I regarded Mr. Beecher an orator, and have listened to his discourses on theology to his congregation with admiration; but his attacks on slavery were made perhaps with as little knowledge of the condition of the bondsmen as that distinguished kinswoman of his, Mrs. Harriet Beecher Stowe, has shown in her ideal novel, "Uncle Tom's Cabin." They produced a diseased state of public sentiment, and Demos, turned loose, strained the ties of love and kindred relations that bound the States by the compact, and precipitated secession and war on the South.

If slavery be considered a wrong, and no doubt it was, then, in justice to all concerned in its establishment in the United States and to the condition of the slaves in 1861 and the means resorted to for their liberation, it becomes a matter of impartial consideration, and when that day comes, the South will stand before the world vindicated, and the verdict will be both parties guilty, as will be shown hereafter.

Slavery was only made possible by bringing in ships negroes from Africa; and that was mainly done by the people of Old England, New England, and New York City.
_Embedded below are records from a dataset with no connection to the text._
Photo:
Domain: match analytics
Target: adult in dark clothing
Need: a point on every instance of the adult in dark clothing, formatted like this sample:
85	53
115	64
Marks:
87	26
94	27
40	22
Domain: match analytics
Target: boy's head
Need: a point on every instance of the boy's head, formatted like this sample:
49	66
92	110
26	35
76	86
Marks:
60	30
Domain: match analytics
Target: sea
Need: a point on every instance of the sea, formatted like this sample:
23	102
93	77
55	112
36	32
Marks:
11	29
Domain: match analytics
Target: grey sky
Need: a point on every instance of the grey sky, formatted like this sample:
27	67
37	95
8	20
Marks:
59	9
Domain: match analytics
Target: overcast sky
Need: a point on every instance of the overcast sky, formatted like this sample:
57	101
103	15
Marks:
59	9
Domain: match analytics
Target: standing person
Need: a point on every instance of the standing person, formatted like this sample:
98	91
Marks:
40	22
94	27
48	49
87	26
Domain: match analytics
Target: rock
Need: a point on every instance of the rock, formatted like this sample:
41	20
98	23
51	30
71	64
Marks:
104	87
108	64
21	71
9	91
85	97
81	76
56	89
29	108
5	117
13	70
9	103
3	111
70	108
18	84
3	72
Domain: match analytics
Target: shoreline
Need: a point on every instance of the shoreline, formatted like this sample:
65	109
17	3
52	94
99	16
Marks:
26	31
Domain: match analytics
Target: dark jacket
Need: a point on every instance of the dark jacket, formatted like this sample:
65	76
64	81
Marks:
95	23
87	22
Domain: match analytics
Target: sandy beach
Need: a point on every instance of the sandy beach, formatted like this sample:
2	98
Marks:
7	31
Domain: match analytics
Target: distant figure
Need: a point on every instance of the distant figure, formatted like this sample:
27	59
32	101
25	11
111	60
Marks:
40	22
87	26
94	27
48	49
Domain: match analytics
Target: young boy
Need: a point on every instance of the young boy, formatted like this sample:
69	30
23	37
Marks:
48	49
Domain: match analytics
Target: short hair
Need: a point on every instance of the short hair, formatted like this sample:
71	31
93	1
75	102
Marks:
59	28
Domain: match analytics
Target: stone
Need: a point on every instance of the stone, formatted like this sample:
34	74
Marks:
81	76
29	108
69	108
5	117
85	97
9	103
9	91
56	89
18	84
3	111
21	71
They were large ship owners. They sent their vessels for slaves, and obtained them by theft, by capturing them in the midnight glare of burning villages, or by purchase. They owned them all. They were indeed inhuman slave dealers. They sold some of them to all the thirteen colonies, and to the several States formed of them under the constitution, and they continued this slave trade legally until 1808, and illegally until 1862. (See "American Slave Trade," by J. R. Spears.)

In Old England the question of slavery was discussed calmly, with justice and common sense, and they arrived at an equitable decision—viz., that the government should compensate the owners for their property rights in persons held to labor or (in language undisguised) in slaves, and, as I have already stated, $100,000,000 was appropriated to purchase them and set them free, an act of justice to the owners.

In this land of freedom the pious people of the North (I speak plainly) sold their slaves to the planters in the South, and, with the slave money in their pockets, rejoiced that they were not like the people South, and as Pilate did (figuratively) they took water and washed their hands before the people, saying: "We are innocent of the sin of slavery now!"

Next, from causes already stated, like the crusaders to the Holy Land, the fanatical crowd came down South, and took the slaves that they once owned and sold from the purchasers, and forced the States to set them free without compensation. By this act they took over $3,000,000,000 worth of private property from the owners—the greatest robbery ever committed on earth.

In the common courts of the country it has been adjudged, I believe, that the thief is a greater criminal than the receiver of the stolen property; but when the thieves steal the same property a second time, what should the sentence of the court be? Of that crime the North stands convicted.